For people worried about guns in our communities
The Arms Legislation Act was passed on 18th June 2020.
To be issued with a firearm it is required under the law to have a referee who, under the regulations, is to be a close family member and to have a second referee that, by law, must know the applicant well. The mad murderer behind the Christchurch Mosque attack was issued with a firearms license with two referees whose only contact had been in an internet chatroom and who live more than 1,000 miles away.
The Police Minister failed to answer questions about this essential matter and how it came to be. The 51 families of the victims deserve an answer, as do the 5 million New Zealanders, who were appalled by the Act.
If we are to get our arms law correct, driven by the tragedy that occurred on 15th March with the Mosque attack, then we should know the facts of what went wrong before we completely rewrite the law for New Zealand’s 400,000 law-abiding gun users. If the Minister was prepared to answer the questions, we could ensure we get the law right, which would have proved to be a more sensible approach as opposed to rushing this law through.
If we truly wanted to make the best possible arms laws so madmen such as that individual cannot access firearms, then we need the answers to the basic questions that go to the heart of the matter that saw those 51 people cowardly killed and a further 40 seriously injured.
The first piece of legislation was brought to Parliament under urgency to deal with the gun buy-back and several other matters related to people owning firearms in our community. At that time, the Government gave us estimates of the number of those guns that were out in the community, of how the buy-back may achieve a reduction in this number. Following this, in recent times, the Police Minister then clearly stated that this would take the guns out of the hands of gangs. Unfortunately, the statistics tell us that’s not going to happen. We have an estimated 1.2 to 1.5 million guns in New Zealand society today, about 248,000 or 250,000 licensed gun owners and we had an estimated 240,000 guns that were to be acquired as part of the gun buy-back. We seem to have acquired around 65,000. Therefore, there could be almost 180,000 of these now illegal guns still in our community, in the hands of unlicensed people.
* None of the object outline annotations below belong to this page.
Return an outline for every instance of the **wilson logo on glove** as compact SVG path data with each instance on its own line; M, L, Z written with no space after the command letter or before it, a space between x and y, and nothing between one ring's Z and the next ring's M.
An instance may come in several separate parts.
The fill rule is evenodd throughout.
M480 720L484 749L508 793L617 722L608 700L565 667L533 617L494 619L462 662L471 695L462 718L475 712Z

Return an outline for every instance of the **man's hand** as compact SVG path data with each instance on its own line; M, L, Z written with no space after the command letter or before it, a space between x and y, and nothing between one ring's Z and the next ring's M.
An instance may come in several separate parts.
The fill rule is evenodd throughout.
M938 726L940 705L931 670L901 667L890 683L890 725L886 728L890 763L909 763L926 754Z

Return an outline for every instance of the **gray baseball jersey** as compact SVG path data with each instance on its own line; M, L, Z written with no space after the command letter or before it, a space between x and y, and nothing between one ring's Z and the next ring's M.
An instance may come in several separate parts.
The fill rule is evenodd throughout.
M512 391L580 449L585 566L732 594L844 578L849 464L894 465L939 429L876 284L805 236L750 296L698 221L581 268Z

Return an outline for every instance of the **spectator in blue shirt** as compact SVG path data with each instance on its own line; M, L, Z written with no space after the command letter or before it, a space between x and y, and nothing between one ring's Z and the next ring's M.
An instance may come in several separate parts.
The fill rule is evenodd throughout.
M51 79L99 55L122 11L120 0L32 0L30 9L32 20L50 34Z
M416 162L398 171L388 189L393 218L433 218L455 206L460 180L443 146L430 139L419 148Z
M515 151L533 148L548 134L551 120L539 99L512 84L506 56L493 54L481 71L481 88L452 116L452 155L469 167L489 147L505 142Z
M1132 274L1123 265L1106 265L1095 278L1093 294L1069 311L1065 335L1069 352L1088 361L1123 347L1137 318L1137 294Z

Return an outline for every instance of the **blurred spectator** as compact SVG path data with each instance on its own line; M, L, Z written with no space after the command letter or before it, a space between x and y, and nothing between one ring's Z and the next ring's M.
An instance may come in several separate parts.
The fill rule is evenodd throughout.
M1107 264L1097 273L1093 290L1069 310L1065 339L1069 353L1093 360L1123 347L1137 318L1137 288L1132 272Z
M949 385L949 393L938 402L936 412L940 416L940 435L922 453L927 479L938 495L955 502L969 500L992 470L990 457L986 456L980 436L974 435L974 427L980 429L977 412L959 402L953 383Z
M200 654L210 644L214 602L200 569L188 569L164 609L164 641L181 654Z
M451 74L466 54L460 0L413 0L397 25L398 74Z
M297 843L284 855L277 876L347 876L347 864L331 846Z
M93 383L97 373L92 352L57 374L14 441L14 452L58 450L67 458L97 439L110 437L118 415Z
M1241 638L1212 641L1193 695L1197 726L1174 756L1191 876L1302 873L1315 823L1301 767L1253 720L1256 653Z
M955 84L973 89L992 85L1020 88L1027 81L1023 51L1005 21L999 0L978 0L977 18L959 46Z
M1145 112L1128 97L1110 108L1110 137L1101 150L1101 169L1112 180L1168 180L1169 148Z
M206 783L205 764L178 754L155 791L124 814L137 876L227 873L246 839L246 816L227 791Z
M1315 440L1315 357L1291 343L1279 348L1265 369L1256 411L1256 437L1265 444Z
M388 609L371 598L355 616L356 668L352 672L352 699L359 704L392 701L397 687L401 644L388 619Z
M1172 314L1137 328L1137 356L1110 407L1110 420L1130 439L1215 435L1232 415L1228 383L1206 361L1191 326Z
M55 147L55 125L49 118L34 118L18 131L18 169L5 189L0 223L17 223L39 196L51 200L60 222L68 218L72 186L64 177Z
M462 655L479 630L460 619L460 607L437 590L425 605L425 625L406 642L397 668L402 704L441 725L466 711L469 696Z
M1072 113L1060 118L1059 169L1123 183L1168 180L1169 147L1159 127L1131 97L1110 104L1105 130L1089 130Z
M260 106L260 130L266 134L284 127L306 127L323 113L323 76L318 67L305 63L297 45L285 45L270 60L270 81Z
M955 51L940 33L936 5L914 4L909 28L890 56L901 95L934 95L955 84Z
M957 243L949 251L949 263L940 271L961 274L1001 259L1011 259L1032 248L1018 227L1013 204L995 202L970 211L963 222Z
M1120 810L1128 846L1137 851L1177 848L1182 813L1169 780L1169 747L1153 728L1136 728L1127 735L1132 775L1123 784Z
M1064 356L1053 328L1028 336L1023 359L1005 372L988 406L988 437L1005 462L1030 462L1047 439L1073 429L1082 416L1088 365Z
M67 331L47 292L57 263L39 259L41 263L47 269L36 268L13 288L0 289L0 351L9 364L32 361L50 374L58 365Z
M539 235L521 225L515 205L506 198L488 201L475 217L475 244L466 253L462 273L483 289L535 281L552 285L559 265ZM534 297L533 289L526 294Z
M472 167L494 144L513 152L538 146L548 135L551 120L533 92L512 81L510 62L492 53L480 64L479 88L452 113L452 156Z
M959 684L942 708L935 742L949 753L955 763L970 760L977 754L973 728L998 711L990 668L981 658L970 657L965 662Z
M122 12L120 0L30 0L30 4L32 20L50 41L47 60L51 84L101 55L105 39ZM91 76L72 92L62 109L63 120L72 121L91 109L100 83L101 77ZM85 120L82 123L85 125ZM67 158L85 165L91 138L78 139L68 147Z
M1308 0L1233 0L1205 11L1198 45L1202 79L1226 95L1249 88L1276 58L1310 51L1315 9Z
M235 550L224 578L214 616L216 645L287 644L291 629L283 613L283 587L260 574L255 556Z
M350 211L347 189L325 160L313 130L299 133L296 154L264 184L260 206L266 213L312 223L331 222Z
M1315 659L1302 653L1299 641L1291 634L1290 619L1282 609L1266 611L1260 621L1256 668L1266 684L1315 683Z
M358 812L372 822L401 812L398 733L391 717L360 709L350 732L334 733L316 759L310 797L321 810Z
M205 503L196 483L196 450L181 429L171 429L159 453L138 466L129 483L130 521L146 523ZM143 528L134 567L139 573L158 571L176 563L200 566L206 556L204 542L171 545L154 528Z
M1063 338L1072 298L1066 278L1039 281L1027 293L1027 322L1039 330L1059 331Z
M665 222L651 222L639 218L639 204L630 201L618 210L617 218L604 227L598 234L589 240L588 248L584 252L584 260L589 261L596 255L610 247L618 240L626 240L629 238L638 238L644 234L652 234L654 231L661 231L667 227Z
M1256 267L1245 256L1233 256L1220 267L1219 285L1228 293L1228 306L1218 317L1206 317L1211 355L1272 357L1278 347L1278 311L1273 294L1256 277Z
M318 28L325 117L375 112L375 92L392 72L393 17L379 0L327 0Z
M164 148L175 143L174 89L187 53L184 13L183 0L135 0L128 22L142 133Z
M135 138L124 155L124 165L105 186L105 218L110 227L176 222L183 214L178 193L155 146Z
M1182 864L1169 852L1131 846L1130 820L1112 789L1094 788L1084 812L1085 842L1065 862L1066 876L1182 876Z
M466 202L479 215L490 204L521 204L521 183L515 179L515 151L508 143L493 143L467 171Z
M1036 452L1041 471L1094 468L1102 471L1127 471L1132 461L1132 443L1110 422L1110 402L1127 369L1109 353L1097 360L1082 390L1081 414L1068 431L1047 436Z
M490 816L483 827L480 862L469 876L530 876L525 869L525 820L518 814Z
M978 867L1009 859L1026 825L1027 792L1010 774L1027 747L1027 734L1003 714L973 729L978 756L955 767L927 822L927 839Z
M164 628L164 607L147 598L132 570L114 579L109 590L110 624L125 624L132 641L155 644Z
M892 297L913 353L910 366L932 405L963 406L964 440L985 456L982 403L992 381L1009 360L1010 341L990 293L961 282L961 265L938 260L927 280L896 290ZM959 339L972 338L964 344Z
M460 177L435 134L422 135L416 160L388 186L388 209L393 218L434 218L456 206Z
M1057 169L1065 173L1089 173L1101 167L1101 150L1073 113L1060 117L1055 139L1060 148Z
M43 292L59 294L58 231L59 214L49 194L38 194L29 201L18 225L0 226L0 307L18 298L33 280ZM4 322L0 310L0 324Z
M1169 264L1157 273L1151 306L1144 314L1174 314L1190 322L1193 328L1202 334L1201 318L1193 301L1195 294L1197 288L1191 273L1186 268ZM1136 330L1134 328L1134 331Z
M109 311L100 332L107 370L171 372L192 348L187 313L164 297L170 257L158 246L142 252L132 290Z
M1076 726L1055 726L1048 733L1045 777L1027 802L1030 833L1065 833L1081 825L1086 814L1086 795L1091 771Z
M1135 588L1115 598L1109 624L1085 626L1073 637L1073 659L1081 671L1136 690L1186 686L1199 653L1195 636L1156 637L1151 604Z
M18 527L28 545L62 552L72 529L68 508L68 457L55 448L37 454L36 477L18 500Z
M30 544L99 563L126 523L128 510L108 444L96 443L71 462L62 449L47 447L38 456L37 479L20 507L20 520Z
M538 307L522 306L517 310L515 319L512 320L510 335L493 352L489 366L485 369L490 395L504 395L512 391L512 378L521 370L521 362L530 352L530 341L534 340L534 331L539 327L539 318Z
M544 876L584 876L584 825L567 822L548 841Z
In the course of the first piece of legislation, we didn’t enable those who ran the gun buy-back to effectively buy back every gun of that type in New Zealand, which has created a massive challenge. This is one of the flaws that’s highlighted by this bill that shows frankly, this bill hasn’t got the background to do the job that it needed to do.
This piece of legislation puts a significant imposition on gun owners. The fact that the register has been delayed for three years is notable because we once had a register in New Zealand, which was disbanded for inefficiency. Although, in those days how you collected information was more difficult than today that information was likely much more secure. This is one of the greatest concerns that many submitters had when approaching Parliament to discuss the gun register. This worry surrounds the potential for that gun register to leak, consequently, this becomes a potential way for those people who shouldn’t have access to guns to get a hold of guns.
Nationals new Government
Congratulations to our new leader, Judith Collins, who will lead our strong team to election success. New Zealanders deserve an experienced and capable Government with the vision to get New Zealanders back to work – Only National can deliver that.
Last Friday, Judith Collins announced the largest infrastructure package in history. National’s Infrastructure Package will touch every community in New Zealand, reigniting our economy and creating thousands of jobs. National will spend $31 million on transport projects over the next decade, one of which, a four-lane expressway network connecting Whangārei, Auckland, Tauranga and Hamilton, that includes tunnels under the Brynderwyn and Kaimai mountain ranges. National would scrap the Governments current light rail plans and instead in 2026 begin construction on a heavy-rail line from Puhinui to the airport, which will later be extended to Onehunga. National will solve New Zealand’s congestion crisis with the biggest infrastructure programme in New Zealand’s history.